Innanzitutto qualche risposta:
1) Le corse dei levrieri, rimpiante da Fini, sono una pratica aberrante di dominio su un animale ridotto a macchina da corsa usa-e-getta per il sollazzo di qualche scommettitore. Ogni anno, in questa industria, ventimila levrieri perdono la vita, molti perché troppo lenti. L'impiccagione è una delle pratiche per disfarsene.
2) Parlare di stupidità e intelligenza, in generale, è tanto diffuso quanto idiota. Per fare ciò, citando Nietzsche – autore che Fini dovrebbe conoscere visto che gli ha dedicato un libro – occorrerebbe avere un metro del valore super partes che non c’è. L'intelligenza, piuttosto, è capacità plurima atta in primo luogo alla risoluzione del problema fondamentale dei viventi: riuscire a mantenersi in vita.
In questo caso, correre dietro ad una preda - anche se finta - è una risposta intelligente poiché potrebbe salvare la vita dell’animale. Diversamente, scommettere denaro è effettivamente da imbecilli.
3) Gli animalisti non c’è bisogno di mandarli all’inferno perché sono consapevoli che questo mondo è già un inferno - un luogo di concentramento e patimento 'aggiunto' - per un numero enorme di animali, umani e non. Una cosa che ha scritto, tra l'altro, anche quel pessimista di Schopenhauer (altro autore che Fini dovrebbe apprezzare).
4) L'animalismo - nella sua dimensione più genuina – è un arricchimento del pensiero ecologico, considerando l'esistenza dei singoli individui, e non solo delle specie. Un ritorno alla realtà e al presente, insomma.
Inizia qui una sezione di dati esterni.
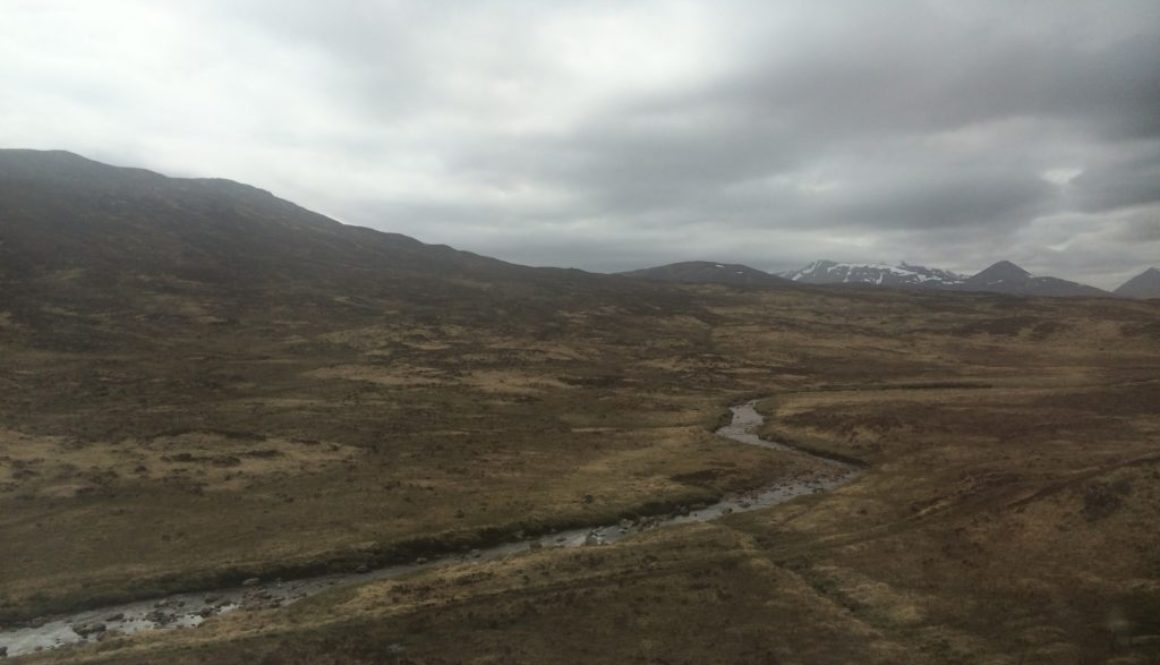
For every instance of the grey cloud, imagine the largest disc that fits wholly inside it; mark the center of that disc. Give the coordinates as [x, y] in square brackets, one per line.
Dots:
[614, 135]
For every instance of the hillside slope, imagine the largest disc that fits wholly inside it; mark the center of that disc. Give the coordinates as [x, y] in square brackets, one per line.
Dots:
[708, 273]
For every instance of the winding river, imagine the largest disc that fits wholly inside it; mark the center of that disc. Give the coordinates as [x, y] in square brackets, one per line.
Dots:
[190, 609]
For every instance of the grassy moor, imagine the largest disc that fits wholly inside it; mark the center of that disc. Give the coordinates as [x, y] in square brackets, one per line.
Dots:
[202, 385]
5) "E le zanzare?" Quante volte è tirato in ballo come segno di incoerenza dai conformisti dell'indifferenza? Troppe volte, quindi vorrei solo delucidare il fatto che: primo, se un animale ci attacca o ci può ledere possiamo difenderci (come fanno tutti gli animali); secondo, le zanzare non sono solo quelle fastidiose che ci pungono - a cui le riduciamo - ma ve ne sono molte e molto diverse: le specie note sono circa 3.200, di cui 70 sono quelle identificate in Italia. Tra queste ultime solo 10 sono in grado di pungere l'uomo. E, come si sa, solo le femmine lo fanno, i maschi invece si nutrono di liquidi zuccherini che trovano nelle corolle dei fiori, trasportando il polline di fiore in fiore proprio come le api.
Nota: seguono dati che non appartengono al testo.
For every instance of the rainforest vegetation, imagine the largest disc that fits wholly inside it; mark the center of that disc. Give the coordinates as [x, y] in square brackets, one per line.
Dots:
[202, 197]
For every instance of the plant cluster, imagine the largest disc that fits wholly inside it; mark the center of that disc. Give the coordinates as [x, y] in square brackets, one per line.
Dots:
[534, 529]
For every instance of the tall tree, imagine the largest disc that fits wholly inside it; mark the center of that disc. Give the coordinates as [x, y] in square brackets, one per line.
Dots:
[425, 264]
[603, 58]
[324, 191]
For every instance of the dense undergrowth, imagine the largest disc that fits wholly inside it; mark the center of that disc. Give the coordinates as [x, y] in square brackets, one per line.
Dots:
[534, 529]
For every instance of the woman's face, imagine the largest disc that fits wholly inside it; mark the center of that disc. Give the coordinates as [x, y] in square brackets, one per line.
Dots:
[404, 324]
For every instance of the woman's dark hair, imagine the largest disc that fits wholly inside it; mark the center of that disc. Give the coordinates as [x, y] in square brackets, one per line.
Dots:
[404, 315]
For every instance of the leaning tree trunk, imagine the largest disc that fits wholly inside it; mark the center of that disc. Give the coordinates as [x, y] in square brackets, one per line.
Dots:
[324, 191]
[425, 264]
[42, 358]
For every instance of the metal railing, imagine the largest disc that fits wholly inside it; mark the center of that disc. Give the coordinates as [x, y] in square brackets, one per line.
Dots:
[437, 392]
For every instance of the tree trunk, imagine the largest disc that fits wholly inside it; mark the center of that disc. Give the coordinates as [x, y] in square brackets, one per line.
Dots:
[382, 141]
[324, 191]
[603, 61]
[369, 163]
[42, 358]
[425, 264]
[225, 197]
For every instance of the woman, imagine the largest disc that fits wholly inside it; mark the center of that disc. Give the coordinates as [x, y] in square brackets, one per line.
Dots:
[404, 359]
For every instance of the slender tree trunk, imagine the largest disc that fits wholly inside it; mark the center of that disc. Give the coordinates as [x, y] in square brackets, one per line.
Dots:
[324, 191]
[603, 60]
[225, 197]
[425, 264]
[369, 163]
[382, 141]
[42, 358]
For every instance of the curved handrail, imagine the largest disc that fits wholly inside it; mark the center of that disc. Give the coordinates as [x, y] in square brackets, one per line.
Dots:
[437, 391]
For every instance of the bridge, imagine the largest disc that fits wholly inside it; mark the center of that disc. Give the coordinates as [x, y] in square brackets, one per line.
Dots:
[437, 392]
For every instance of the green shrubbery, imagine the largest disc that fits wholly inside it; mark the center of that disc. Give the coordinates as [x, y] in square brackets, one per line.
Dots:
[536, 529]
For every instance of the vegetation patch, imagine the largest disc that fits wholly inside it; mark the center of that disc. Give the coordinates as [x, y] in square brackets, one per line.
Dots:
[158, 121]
Quello che volevo però indicare, al di là di rispondere a queste provocazioni, è il conformismo di molti “anticonformisti” quanto si tratta di antropocentrismo, ideologia che porta a ritenere l’umano quale misura di tutte le cose, per dirla con Protagora.
Fini non è, in genere, ingenuo: sa, per esempio, che quando diciamo “diritti umani” in realtà stiamo parlando dei diritti dell'uomo occidentale, cioè di una costruzione etnocentrica che si pretende universale. Ma non riesce a capire che ciò che chiamiamo 'uomo' e 'animale' è anch'essa una costruzione culturale, non un dato universale. Il dispositivo che rende possibile questo è definito da Giorgio Agamben "macchinario antropogenico".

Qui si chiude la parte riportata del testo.